Texas
vsMinnesota
Side-by-side comparison of electricity costs, generation mix, and renewable energy data.
| Texas | Metric | Minnesota |
|---|---|---|
| 15.47¢/kWh | Residential | 15.82¢/kWh |
| 8.64¢/kWh | Commercial | 12.27¢/kWh |
| 6.55¢/kWh | Industrial | 9.32¢/kWh |
| #28 | Price Rank | #29 |
| 29.4% | Renewable % | 32.6% |
Generation Mix
Texas
Minnesota
Frequently Asked Questions
Texas has cheaper residential electricity at 15.47¢/kWh. The difference is 0.35¢/kWh between the two states. Texas ranks #28 and Minnesota ranks #29 cheapest among all states.
Texas gets 29.4% of electricity from renewables, while Minnesota gets 32.6%. Minnesota leads in renewable energy adoption.

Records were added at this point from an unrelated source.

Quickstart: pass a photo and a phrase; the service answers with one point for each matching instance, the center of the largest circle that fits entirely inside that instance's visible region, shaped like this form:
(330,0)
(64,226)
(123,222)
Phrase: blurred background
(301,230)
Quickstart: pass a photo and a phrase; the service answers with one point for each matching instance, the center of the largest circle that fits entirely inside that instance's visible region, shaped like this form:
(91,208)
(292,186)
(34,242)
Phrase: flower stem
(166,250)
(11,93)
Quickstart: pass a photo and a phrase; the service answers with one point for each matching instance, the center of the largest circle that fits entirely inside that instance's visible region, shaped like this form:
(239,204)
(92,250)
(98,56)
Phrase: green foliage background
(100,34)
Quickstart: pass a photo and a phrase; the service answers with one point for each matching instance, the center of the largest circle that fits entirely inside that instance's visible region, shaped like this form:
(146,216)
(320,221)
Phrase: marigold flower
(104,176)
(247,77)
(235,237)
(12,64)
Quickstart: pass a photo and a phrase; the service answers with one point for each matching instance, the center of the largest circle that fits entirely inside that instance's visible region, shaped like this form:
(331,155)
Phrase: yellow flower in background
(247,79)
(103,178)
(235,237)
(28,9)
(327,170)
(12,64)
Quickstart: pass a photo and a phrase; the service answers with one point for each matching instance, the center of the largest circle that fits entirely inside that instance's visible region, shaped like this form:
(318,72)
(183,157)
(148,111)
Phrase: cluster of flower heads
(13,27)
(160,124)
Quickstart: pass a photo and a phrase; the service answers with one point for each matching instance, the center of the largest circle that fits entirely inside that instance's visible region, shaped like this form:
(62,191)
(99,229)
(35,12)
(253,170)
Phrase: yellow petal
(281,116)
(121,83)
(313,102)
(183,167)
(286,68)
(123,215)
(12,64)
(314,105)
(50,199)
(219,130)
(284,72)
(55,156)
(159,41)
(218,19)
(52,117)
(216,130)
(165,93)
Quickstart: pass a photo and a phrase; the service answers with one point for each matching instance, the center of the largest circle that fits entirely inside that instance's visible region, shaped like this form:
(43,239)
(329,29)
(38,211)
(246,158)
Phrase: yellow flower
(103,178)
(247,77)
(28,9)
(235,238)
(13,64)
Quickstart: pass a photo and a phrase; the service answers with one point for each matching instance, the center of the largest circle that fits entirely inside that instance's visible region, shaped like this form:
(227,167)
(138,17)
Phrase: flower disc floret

Electricity rates from EIA retail sales data. Generation mix from EIA electric power operational data.
Source: U.S. Energy Information Administration, 2026.
The side-by-side above pulls the the EIA Open Data API and State Electricity Profiles data for both entity A and entity B. What follows is the interpretation — which specific axes carry the most weight for entity A versus entity B, and which differences are large enough to influence a real decision.
Practical use of the comparison: read the data above, then drill into the individual entity A and entity B detail pages for the underlying breakdown. A pairwise comparison answers the relative question; the per-entity pages answer the absolute question.